Chemotherapy: In recent years, chemotherapy for colon cancer has improved greatly. While it cannot cure colon cancer on its own, chemotherapy can kill microscopic tumor cells that have begun to spread. Adding chemotherapy to surgery to remove liver metastases doubles the five-year life expectancy. We use genomic sequencing of the tumor to help us understand which treatments are likely to be most effective.

In addition to standard chemotherapy, Mount Sinai is one of a few hospitals that offers treatment of liver tumors with chemotherapy given directly into the liver. We implant a pump that holds a two-week supply of chemotherapy into the abdomen. The pump has a tube that leads into the artery that brings blood to the liver. We can refill the pump every two weeks. This pump lets us give a high dose of chemotherapy to the liver without all the side effects in the rest of the body. This approach can shrink and sometimes even destroy tumors when standard chemotherapy cannot. 

Transplantation: Researchers at several medical centers, including Mount Sinai, are exploring whether liver transplants can help treat liver metastases from colon cancer. This approach works best if you are in good overall health, have had the original colon tumor removed, but cannot have the liver metastases removed.

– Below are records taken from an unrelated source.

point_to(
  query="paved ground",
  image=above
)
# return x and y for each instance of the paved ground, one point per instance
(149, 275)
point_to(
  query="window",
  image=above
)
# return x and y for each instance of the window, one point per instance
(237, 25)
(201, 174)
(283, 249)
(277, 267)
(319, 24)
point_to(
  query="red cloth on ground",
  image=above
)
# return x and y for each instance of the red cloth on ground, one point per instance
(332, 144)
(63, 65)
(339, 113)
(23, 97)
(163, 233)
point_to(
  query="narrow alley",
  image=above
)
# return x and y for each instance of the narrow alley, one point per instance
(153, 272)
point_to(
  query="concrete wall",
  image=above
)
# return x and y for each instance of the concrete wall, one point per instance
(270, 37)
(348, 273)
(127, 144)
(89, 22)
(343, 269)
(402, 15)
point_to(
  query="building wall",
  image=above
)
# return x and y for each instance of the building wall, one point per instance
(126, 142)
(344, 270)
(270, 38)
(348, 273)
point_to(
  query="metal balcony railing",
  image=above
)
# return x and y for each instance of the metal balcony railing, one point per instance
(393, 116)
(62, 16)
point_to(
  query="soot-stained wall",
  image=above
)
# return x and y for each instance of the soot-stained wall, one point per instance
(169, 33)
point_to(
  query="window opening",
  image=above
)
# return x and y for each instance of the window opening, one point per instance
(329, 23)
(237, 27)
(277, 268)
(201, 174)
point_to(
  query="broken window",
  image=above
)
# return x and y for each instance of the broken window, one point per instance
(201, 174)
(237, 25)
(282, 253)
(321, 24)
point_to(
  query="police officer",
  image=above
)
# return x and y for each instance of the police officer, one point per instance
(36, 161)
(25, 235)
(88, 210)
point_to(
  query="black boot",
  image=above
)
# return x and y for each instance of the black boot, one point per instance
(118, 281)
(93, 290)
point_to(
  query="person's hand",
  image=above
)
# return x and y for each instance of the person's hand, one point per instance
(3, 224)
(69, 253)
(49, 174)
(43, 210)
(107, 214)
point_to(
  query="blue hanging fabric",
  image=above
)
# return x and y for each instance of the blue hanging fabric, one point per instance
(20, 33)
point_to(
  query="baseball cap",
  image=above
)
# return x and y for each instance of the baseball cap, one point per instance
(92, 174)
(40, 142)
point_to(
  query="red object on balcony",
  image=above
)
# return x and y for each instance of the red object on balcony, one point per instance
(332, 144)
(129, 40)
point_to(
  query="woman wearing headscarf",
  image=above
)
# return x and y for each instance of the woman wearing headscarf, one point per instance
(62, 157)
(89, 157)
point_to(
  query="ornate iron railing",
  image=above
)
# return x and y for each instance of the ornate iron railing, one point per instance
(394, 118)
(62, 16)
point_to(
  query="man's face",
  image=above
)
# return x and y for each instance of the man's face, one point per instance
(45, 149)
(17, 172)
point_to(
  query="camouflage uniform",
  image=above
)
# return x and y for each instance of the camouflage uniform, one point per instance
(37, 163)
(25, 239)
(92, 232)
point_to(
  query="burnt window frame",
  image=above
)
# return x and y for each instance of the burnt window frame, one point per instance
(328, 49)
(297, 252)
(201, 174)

You would not qualify for priority on the transplant list, so you would need to have a friend or family member willing to donate part of a liver.  

Neuroendocrine Tumors

Neuroendocrine tumors (NETs) are a group of related tumors that can produce hormones that cause a wide variety of symptoms. NETs often start in the small intestine or the pancreas. The blood draining from these organs flows through the liver. For this reason, these cancers often spread to the liver. The liver tumors are often numerous and much larger than the tumor they came from.

Small intestine NETs, sometimes called carcinoids, can produce symptoms called carcinoid syndrome. The syndrome includes facial flushing, diarrhea, and thickening of heart valves that can lead to heart failure. Pancreatic NETs can produce a variety of hormones. These hormones include insulin, which causes low blood sugar; gastrin, which leads to ulcers; and chromogranin, which does not cause symptoms but can give us a sense of how your tumor is doing. 

With most cancers, we need to remove all of the cancer or there is no benefit. NETs, though, are different. They tend to grow more slowly than other types of cancer. For this reason, surgery to remove most of the cancer is often effective. Removing 90 percent or more of the cancer can greatly prolong survival. This approach is called debulking. It is particularly useful for patients with carcinoid syndrome. Our team has a lot of experience with this kind of surgery, sometimes removing 20 or more tumors from the liver.

Patients from around the world come to Mount Sinai’s Center for Neuroendocrine and Carcinoid Tumors. We offer the latest options for diagnosis and treatment including gallium-68 DOTATATE positron emission tomography scanning and peptide receptor radionuclide therapy. NETs are one of the few types of metastatic cancer that can be helped by liver transplantation. When other options have not worked, liver transplants have provided excellent results for these patients.

Other Metastatic Cancers

Most types of cancer can spread to the liver. When cancers that start outside the abdomen spread to the liver, they usually have spread to other places as well. Often, chemotherapy is the only treatment for these patients. Sometimes, though, there are just a few tumors in the liver and nothing anywhere else. We can often treat these tumors with surgery, radiation, or ablation (American Journal of Surgery).